La glucosa es el único sustrato utilizado normalmente en el tejido nervioso. En situaciones de normoxia, la glucosa es usada como fuente de energía mediante la vía glucolítica, en la que a partir de una molécula de glucosa se obtiene piruvato, NADH y ATP. El piruvato será decarboxilado a acetilCoa y la coenzima NADH cederá un electrón al complejo I o NADH deshidrogenasa, oxidándose a NAD+.

Las enzimas pertenecientes a la vía glucolítica no son dependientes de oxígeno, sino de NAD+ por lo que, si no hay oxígeno disponible para actuar como aceptor final de la cadena de transporte de electrones, las moléculas de NADH no podrán oxidarse a NAD+ y no habrá coenzimas disponibles para las reacciones enzimáticas.

Metabolismo de hipoxia vía factor inducible por hipoxia (hif-1)

El factor inducible por hipoxia (HIF-1) es un heterodímero compuesto por dos subunidades: alfa y beta. Su expresión es constitutiva, pero la subunidad alfa es regulada por oxígeno. En condiciones de oxígeno suficiente, HIF-1 se encuentra inactivo por acción de unas proteínas denominadas proteínas prolil-hidroxilasas (PHD).

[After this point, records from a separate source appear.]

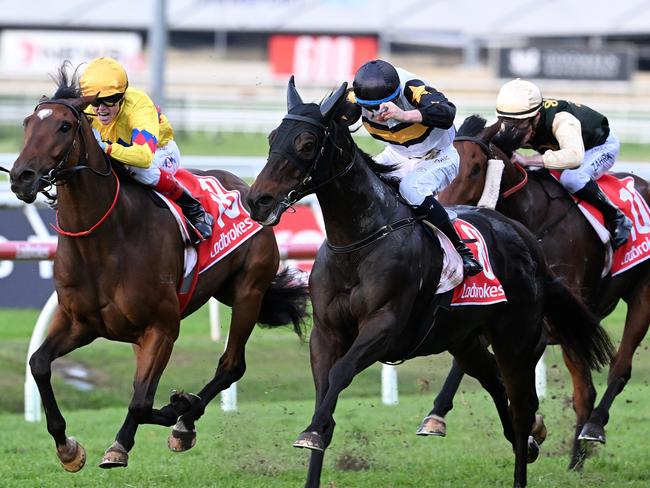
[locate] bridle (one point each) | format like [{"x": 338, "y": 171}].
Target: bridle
[
  {"x": 487, "y": 150},
  {"x": 303, "y": 188},
  {"x": 60, "y": 175}
]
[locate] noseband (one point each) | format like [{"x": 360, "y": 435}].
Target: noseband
[{"x": 303, "y": 189}]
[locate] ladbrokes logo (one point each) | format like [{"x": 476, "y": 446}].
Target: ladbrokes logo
[
  {"x": 637, "y": 251},
  {"x": 237, "y": 231},
  {"x": 482, "y": 291}
]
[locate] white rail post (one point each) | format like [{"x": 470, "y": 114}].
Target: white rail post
[
  {"x": 540, "y": 377},
  {"x": 32, "y": 396},
  {"x": 389, "y": 395}
]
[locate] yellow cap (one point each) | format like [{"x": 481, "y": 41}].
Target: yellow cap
[
  {"x": 518, "y": 99},
  {"x": 103, "y": 77}
]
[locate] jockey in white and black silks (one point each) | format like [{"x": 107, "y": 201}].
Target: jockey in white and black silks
[
  {"x": 132, "y": 130},
  {"x": 569, "y": 137},
  {"x": 416, "y": 122}
]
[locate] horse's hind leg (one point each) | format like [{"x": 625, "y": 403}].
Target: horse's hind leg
[
  {"x": 152, "y": 355},
  {"x": 584, "y": 396},
  {"x": 434, "y": 423},
  {"x": 61, "y": 339},
  {"x": 248, "y": 294},
  {"x": 474, "y": 358},
  {"x": 636, "y": 327}
]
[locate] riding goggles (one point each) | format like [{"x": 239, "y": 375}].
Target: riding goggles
[
  {"x": 110, "y": 101},
  {"x": 374, "y": 104}
]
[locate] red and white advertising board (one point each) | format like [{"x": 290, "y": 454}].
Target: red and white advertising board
[{"x": 320, "y": 58}]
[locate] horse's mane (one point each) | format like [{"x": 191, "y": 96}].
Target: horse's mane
[
  {"x": 67, "y": 81},
  {"x": 472, "y": 126}
]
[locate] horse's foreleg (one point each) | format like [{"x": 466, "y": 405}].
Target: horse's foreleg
[
  {"x": 518, "y": 373},
  {"x": 62, "y": 338},
  {"x": 152, "y": 355},
  {"x": 636, "y": 327},
  {"x": 434, "y": 423},
  {"x": 325, "y": 349}
]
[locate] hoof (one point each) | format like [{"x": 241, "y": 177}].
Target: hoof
[
  {"x": 310, "y": 440},
  {"x": 592, "y": 433},
  {"x": 533, "y": 450},
  {"x": 181, "y": 439},
  {"x": 433, "y": 425},
  {"x": 72, "y": 455},
  {"x": 539, "y": 429},
  {"x": 115, "y": 457}
]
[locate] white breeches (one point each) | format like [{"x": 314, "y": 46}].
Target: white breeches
[
  {"x": 422, "y": 177},
  {"x": 167, "y": 158},
  {"x": 597, "y": 161}
]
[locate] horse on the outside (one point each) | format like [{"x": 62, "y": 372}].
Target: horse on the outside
[
  {"x": 119, "y": 262},
  {"x": 373, "y": 282},
  {"x": 574, "y": 253}
]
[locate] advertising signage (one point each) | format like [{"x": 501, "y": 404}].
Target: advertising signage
[{"x": 566, "y": 63}]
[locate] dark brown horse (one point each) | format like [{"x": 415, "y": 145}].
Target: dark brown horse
[
  {"x": 373, "y": 282},
  {"x": 119, "y": 281},
  {"x": 573, "y": 251}
]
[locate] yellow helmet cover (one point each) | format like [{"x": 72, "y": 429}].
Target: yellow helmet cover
[{"x": 103, "y": 77}]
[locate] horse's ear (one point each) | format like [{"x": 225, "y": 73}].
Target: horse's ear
[
  {"x": 293, "y": 98},
  {"x": 491, "y": 131},
  {"x": 329, "y": 105}
]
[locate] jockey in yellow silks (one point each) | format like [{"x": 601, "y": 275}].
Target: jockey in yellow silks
[{"x": 132, "y": 130}]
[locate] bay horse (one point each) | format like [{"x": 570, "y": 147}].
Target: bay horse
[
  {"x": 373, "y": 282},
  {"x": 119, "y": 261},
  {"x": 573, "y": 251}
]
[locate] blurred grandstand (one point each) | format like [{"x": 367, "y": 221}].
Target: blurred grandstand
[{"x": 227, "y": 61}]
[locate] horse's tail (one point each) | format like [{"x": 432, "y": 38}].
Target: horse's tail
[
  {"x": 285, "y": 302},
  {"x": 574, "y": 326}
]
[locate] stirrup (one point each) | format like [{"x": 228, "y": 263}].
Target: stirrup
[
  {"x": 620, "y": 232},
  {"x": 471, "y": 266}
]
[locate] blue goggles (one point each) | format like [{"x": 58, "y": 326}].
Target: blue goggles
[{"x": 374, "y": 104}]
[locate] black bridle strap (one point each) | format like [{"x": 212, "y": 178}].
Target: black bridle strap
[
  {"x": 303, "y": 118},
  {"x": 479, "y": 142},
  {"x": 375, "y": 236}
]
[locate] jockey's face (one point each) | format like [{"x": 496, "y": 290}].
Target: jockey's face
[
  {"x": 106, "y": 114},
  {"x": 520, "y": 130}
]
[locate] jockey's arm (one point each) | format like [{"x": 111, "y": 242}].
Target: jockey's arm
[
  {"x": 568, "y": 132},
  {"x": 431, "y": 107},
  {"x": 144, "y": 138}
]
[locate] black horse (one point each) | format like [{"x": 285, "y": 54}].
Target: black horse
[
  {"x": 373, "y": 282},
  {"x": 574, "y": 252}
]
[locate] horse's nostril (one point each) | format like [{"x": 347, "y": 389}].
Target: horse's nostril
[
  {"x": 265, "y": 201},
  {"x": 27, "y": 177}
]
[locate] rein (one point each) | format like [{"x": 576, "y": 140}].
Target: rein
[
  {"x": 60, "y": 175},
  {"x": 380, "y": 233},
  {"x": 302, "y": 190},
  {"x": 519, "y": 185}
]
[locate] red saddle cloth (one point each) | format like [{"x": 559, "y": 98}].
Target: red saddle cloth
[
  {"x": 232, "y": 224},
  {"x": 483, "y": 288},
  {"x": 623, "y": 194}
]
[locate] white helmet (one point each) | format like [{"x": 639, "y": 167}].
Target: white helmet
[{"x": 518, "y": 99}]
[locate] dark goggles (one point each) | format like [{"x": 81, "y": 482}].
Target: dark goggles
[{"x": 110, "y": 101}]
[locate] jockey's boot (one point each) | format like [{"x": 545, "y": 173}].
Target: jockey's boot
[
  {"x": 616, "y": 222},
  {"x": 193, "y": 211},
  {"x": 196, "y": 214},
  {"x": 437, "y": 215}
]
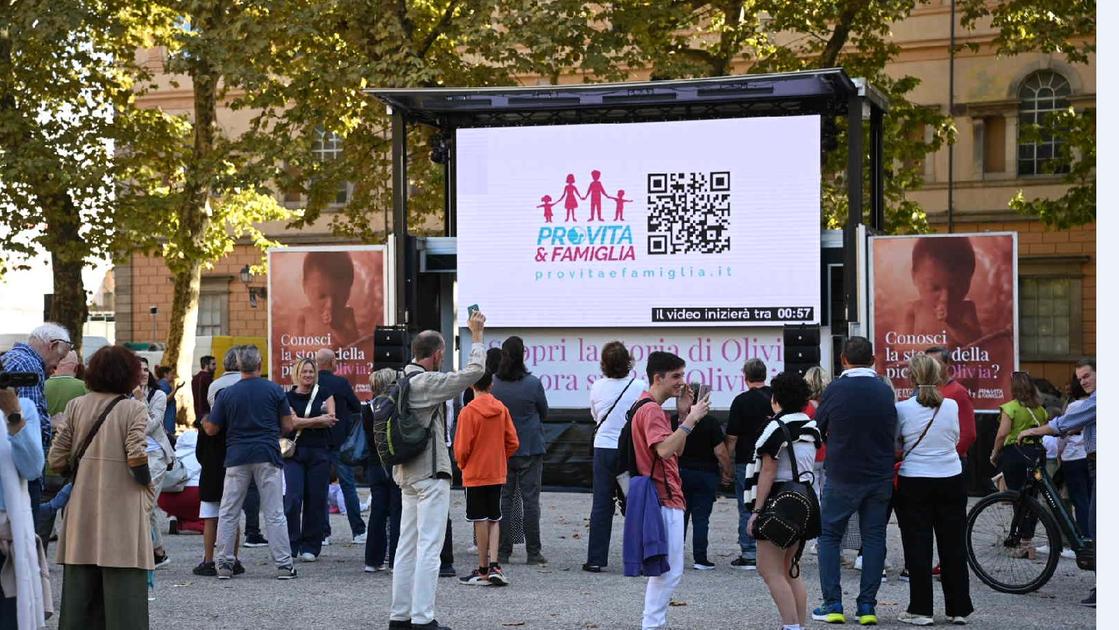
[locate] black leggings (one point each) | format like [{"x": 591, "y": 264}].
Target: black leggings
[{"x": 1016, "y": 462}]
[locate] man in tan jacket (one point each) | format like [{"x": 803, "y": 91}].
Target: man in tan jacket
[{"x": 425, "y": 481}]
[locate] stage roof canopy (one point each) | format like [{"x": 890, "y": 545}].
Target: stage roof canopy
[{"x": 808, "y": 92}]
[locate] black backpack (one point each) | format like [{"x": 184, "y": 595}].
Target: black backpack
[
  {"x": 397, "y": 433},
  {"x": 791, "y": 514},
  {"x": 627, "y": 461}
]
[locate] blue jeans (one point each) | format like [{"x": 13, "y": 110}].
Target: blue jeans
[
  {"x": 746, "y": 543},
  {"x": 602, "y": 507},
  {"x": 308, "y": 476},
  {"x": 699, "y": 490},
  {"x": 871, "y": 500},
  {"x": 348, "y": 483},
  {"x": 1079, "y": 482},
  {"x": 384, "y": 515}
]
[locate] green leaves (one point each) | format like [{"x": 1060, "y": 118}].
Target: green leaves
[{"x": 1074, "y": 133}]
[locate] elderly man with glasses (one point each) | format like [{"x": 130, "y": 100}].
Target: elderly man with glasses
[{"x": 45, "y": 347}]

En las situaciones de hipoxia, la concentración de oxígeno es insuficiente y el HIF-1 no es degradado, así puede translocarse al núcleo y estimular la expresión de diferentes genes. Una de sus acciones consiste en modificar el perfil metabólico. Para esto, una vez unido al ADN, induce la expresión de genes glucolíticos, estimulando la producción de transportadores de glucosa y de enzimas de la vía glucolítica.